Preparation of Prolonged-Circulating Galangin-Loaded Liposomes and Evaluation of Antitumor Efficacy In Vitro and Pharmacokinetics In Vivo

Galangin has been reported to have many pharmacological effects including being anti-inflammatory, antibacterial, and antifungal and a suppressor of vitiligo, Alzheimer’s disease, and cancer. The purpose of this research was to characterize and determine the efficacy of the antitumor activity and pharmacokinetics of galangin-loaded PEGylated liposomes compared with free galangin. Galangin-loaded liposomes and galangin-loaded PEGylated liposomes were prepared using thin-film dispersion prior to ultrasonication.
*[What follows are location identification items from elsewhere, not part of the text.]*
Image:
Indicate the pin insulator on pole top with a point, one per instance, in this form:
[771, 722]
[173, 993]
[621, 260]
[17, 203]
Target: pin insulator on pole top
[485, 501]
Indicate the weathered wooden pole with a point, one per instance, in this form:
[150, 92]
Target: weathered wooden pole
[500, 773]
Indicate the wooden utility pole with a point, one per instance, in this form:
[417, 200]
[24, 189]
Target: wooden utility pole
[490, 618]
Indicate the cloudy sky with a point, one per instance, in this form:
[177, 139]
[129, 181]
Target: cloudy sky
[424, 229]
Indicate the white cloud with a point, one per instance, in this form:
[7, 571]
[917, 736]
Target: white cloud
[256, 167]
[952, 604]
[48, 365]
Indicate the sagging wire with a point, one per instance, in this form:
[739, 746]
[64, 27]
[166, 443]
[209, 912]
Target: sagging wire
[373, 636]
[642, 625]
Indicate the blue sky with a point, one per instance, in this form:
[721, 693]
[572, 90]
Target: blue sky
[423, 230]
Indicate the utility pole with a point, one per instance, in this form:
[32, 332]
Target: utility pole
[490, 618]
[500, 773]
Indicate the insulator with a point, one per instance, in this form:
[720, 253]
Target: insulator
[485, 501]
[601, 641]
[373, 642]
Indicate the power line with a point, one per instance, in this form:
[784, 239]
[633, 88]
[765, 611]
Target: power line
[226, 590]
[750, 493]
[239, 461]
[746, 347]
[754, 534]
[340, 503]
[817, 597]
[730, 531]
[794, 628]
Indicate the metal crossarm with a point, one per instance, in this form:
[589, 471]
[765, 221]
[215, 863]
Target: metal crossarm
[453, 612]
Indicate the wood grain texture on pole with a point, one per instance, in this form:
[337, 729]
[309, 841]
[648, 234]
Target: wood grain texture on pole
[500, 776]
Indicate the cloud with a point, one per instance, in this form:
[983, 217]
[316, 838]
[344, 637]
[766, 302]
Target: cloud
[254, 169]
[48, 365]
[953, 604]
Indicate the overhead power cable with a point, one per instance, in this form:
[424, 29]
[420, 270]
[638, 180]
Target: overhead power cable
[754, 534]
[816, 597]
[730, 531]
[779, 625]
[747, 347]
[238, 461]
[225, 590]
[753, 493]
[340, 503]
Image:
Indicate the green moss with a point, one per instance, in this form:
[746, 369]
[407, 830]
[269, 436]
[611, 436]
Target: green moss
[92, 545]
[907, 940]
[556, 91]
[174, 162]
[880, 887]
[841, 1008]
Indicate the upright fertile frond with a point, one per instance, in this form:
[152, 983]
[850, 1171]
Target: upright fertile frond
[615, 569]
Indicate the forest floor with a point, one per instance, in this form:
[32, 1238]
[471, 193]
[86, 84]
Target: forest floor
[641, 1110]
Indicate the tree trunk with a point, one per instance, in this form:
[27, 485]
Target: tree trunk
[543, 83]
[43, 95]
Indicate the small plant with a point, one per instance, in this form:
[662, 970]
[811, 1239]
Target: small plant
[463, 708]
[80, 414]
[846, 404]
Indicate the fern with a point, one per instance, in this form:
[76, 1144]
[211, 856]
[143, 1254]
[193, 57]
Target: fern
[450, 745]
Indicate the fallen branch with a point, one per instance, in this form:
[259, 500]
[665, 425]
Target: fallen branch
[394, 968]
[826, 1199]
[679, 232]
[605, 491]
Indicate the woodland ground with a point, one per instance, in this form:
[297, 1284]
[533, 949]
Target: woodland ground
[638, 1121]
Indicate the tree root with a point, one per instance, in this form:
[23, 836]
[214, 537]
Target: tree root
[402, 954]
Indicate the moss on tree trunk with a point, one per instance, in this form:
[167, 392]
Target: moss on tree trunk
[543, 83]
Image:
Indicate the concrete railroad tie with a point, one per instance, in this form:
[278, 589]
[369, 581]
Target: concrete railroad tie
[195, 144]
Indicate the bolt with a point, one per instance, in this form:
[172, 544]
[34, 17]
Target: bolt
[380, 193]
The mean particle size of the galangin-loaded PEGylated liposomes was approximately 120 nm, the polydispersity index was 0.212, the zeta potential was -2.24 mV, and the entrapment efficiency was 76.31%. The release of galangin from galangin-loaded PEG-modified liposomes was slowest as gauged by dynamic dialysis in vitro . In the apoptosis experiment, galangin-loaded PEG-modified liposomes demonstrated cytotoxicity to hepatoma cells by apoptosis that was greater than the two other forms of drug carrier. In vivo experiments demonstrated that the half-life of galangin in PEG-modified liposomes was 4 hours in the plasma of rats, significantly longer than that of free galangin. The experimental results suggest that the PEG modification of liposomes effectively increases the solubility of galangin and alters its pharmacokinetic parameters, such that it may be effective in the treatment of liver cancer.